Larangan mudik atau melakukan kegiatan bepergian ke luar daerah bagi para ASN, TNI-Polri, serta pegawai BUMN dan anak perusahaannya sebelumnya sudah ditetapkan oleh pemerintah pada Kamis, 9 April 2020.

Dalam arahannya di rapat terbatas hari ini, Kepala Negara meminta jajaran terkait untuk segera melakukan persiapan mengenai kebijakan tersebut.

“Saya minta persiapan-persiapan yang berkaitan dengan ini mulai disiapkan,” ucapnya.

Untuk diketahui, keputusan terbaru mengenai larangan mudik ini diambil setelah diperoleh hasil sejumlah kajian dan pendalaman di lapangan. Berdasarkan survei yang dilakukan oleh Kementerian Perhubungan, didapatkan data bahwa terdapat 68 persen responden yang menetapkan untuk tidak mudik di tengah pandemi Covid-19. Namun, masih terdapat 24 persen yang bersikeras untuk tetap mudik, dan 7 persen yang telah mudik ke daerah tujuan.

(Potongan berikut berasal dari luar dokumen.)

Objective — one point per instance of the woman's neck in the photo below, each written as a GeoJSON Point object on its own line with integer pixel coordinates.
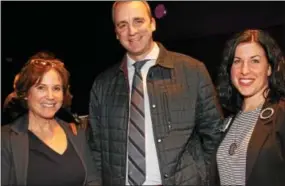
{"type": "Point", "coordinates": [41, 126]}
{"type": "Point", "coordinates": [252, 103]}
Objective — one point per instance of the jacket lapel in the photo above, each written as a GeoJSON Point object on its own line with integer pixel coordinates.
{"type": "Point", "coordinates": [260, 133]}
{"type": "Point", "coordinates": [20, 149]}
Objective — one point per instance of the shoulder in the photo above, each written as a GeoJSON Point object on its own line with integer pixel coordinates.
{"type": "Point", "coordinates": [5, 136]}
{"type": "Point", "coordinates": [179, 58]}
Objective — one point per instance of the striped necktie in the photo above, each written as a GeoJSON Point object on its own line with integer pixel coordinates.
{"type": "Point", "coordinates": [136, 142]}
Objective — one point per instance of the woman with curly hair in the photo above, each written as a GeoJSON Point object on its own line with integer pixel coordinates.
{"type": "Point", "coordinates": [251, 88]}
{"type": "Point", "coordinates": [38, 148]}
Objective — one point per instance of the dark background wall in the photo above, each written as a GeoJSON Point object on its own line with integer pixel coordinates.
{"type": "Point", "coordinates": [82, 34]}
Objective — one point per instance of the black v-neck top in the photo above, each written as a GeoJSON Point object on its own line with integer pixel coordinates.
{"type": "Point", "coordinates": [49, 168]}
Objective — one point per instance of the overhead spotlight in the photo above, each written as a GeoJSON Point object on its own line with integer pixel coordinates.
{"type": "Point", "coordinates": [160, 11]}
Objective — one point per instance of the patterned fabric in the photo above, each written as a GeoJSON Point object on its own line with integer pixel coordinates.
{"type": "Point", "coordinates": [136, 142]}
{"type": "Point", "coordinates": [232, 168]}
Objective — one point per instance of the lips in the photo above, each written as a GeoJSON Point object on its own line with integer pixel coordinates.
{"type": "Point", "coordinates": [48, 105]}
{"type": "Point", "coordinates": [246, 81]}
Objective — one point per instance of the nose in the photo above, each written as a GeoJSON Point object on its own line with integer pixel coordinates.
{"type": "Point", "coordinates": [132, 30]}
{"type": "Point", "coordinates": [50, 94]}
{"type": "Point", "coordinates": [244, 68]}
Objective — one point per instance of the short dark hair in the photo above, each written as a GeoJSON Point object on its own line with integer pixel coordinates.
{"type": "Point", "coordinates": [230, 99]}
{"type": "Point", "coordinates": [116, 3]}
{"type": "Point", "coordinates": [33, 72]}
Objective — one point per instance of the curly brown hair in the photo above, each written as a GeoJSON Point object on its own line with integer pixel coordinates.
{"type": "Point", "coordinates": [33, 72]}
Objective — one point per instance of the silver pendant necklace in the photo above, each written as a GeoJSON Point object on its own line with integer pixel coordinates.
{"type": "Point", "coordinates": [233, 147]}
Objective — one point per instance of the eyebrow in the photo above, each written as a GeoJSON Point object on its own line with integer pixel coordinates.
{"type": "Point", "coordinates": [250, 57]}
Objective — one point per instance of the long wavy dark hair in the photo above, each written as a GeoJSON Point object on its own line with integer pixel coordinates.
{"type": "Point", "coordinates": [230, 99]}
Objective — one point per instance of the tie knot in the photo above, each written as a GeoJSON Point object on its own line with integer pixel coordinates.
{"type": "Point", "coordinates": [139, 64]}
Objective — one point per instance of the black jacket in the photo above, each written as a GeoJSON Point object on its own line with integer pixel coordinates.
{"type": "Point", "coordinates": [15, 152]}
{"type": "Point", "coordinates": [184, 113]}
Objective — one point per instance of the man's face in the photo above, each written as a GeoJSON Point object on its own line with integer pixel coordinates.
{"type": "Point", "coordinates": [134, 28]}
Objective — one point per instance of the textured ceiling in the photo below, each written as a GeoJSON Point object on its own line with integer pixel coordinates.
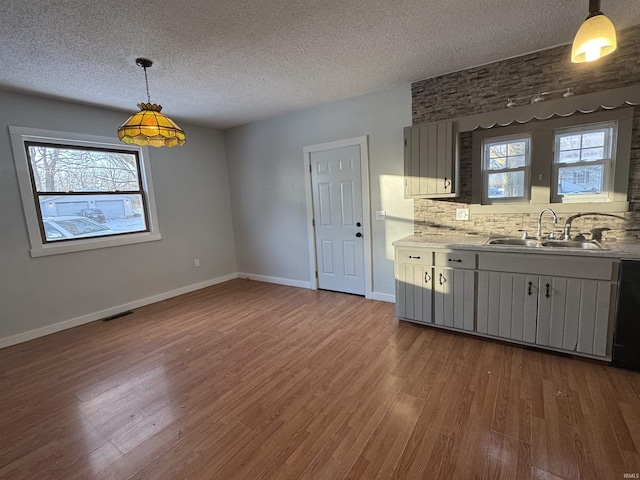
{"type": "Point", "coordinates": [225, 63]}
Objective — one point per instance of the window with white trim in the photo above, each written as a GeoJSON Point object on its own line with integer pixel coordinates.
{"type": "Point", "coordinates": [583, 162]}
{"type": "Point", "coordinates": [505, 164]}
{"type": "Point", "coordinates": [82, 192]}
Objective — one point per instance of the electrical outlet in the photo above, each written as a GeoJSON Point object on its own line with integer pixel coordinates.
{"type": "Point", "coordinates": [462, 214]}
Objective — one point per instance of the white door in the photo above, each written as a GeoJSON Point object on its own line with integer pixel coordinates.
{"type": "Point", "coordinates": [337, 206]}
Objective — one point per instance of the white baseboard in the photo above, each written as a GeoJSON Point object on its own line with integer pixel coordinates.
{"type": "Point", "coordinates": [383, 297]}
{"type": "Point", "coordinates": [92, 317]}
{"type": "Point", "coordinates": [280, 281]}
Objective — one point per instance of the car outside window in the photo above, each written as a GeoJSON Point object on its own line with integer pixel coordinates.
{"type": "Point", "coordinates": [82, 192]}
{"type": "Point", "coordinates": [583, 162]}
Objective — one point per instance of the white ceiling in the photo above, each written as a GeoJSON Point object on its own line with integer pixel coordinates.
{"type": "Point", "coordinates": [226, 63]}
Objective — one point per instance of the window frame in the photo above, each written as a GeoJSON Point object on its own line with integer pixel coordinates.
{"type": "Point", "coordinates": [542, 161]}
{"type": "Point", "coordinates": [486, 200]}
{"type": "Point", "coordinates": [608, 164]}
{"type": "Point", "coordinates": [22, 136]}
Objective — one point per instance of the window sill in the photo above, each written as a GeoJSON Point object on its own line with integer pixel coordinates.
{"type": "Point", "coordinates": [92, 244]}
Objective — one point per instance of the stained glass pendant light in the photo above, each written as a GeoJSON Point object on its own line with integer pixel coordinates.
{"type": "Point", "coordinates": [149, 126]}
{"type": "Point", "coordinates": [595, 38]}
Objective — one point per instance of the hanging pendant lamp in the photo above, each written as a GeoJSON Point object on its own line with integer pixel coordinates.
{"type": "Point", "coordinates": [149, 126]}
{"type": "Point", "coordinates": [595, 38]}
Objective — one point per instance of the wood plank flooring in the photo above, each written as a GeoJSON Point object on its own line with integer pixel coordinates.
{"type": "Point", "coordinates": [249, 380]}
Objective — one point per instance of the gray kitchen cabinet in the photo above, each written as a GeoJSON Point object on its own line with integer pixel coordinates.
{"type": "Point", "coordinates": [553, 310]}
{"type": "Point", "coordinates": [454, 289]}
{"type": "Point", "coordinates": [508, 305]}
{"type": "Point", "coordinates": [573, 314]}
{"type": "Point", "coordinates": [414, 285]}
{"type": "Point", "coordinates": [430, 160]}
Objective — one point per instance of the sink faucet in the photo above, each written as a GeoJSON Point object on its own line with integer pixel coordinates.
{"type": "Point", "coordinates": [567, 223]}
{"type": "Point", "coordinates": [555, 220]}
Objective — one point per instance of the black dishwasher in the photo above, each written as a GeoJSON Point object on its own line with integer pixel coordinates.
{"type": "Point", "coordinates": [626, 341]}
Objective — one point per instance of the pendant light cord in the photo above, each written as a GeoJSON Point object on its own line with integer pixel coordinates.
{"type": "Point", "coordinates": [146, 81]}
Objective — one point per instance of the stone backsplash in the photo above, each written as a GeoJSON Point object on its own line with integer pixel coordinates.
{"type": "Point", "coordinates": [488, 88]}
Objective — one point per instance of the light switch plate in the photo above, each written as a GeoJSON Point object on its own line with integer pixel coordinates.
{"type": "Point", "coordinates": [462, 214]}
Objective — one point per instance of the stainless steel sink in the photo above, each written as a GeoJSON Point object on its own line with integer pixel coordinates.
{"type": "Point", "coordinates": [518, 242]}
{"type": "Point", "coordinates": [583, 244]}
{"type": "Point", "coordinates": [533, 243]}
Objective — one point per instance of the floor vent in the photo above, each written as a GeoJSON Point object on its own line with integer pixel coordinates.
{"type": "Point", "coordinates": [117, 315]}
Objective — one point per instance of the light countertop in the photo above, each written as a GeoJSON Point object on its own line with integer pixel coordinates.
{"type": "Point", "coordinates": [479, 243]}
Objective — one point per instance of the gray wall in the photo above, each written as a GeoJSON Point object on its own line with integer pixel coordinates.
{"type": "Point", "coordinates": [194, 213]}
{"type": "Point", "coordinates": [266, 176]}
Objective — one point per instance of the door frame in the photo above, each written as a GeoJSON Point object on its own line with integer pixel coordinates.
{"type": "Point", "coordinates": [362, 142]}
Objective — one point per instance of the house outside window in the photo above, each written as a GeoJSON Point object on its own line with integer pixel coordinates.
{"type": "Point", "coordinates": [583, 162]}
{"type": "Point", "coordinates": [506, 163]}
{"type": "Point", "coordinates": [82, 192]}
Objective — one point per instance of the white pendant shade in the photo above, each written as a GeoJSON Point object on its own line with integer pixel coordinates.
{"type": "Point", "coordinates": [595, 39]}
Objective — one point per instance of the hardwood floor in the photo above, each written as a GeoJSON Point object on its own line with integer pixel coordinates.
{"type": "Point", "coordinates": [249, 380]}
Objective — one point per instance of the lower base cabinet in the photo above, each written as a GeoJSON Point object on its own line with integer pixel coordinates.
{"type": "Point", "coordinates": [414, 297]}
{"type": "Point", "coordinates": [565, 313]}
{"type": "Point", "coordinates": [454, 298]}
{"type": "Point", "coordinates": [558, 302]}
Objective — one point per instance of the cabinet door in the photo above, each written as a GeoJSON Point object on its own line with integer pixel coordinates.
{"type": "Point", "coordinates": [573, 314]}
{"type": "Point", "coordinates": [414, 295]}
{"type": "Point", "coordinates": [507, 305]}
{"type": "Point", "coordinates": [429, 160]}
{"type": "Point", "coordinates": [454, 298]}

Baca :  Pilkada di tengah Pandemi dan Resesi, Pemerintah Melegitimasi Money Politic

“Artinya masih ada angka yang sangat besar, yaitu 24 persen tadi,” kata Presiden.

Keputusan larangan mudik ini juga dilakukan setelah pemerintah mulai menggulirkan bantuan sosial (bansos) untuk wilayah DKI Jakarta yang akan dilanjutkan untuk masyarakat menengah ke bawah di wilayah Bodetabek.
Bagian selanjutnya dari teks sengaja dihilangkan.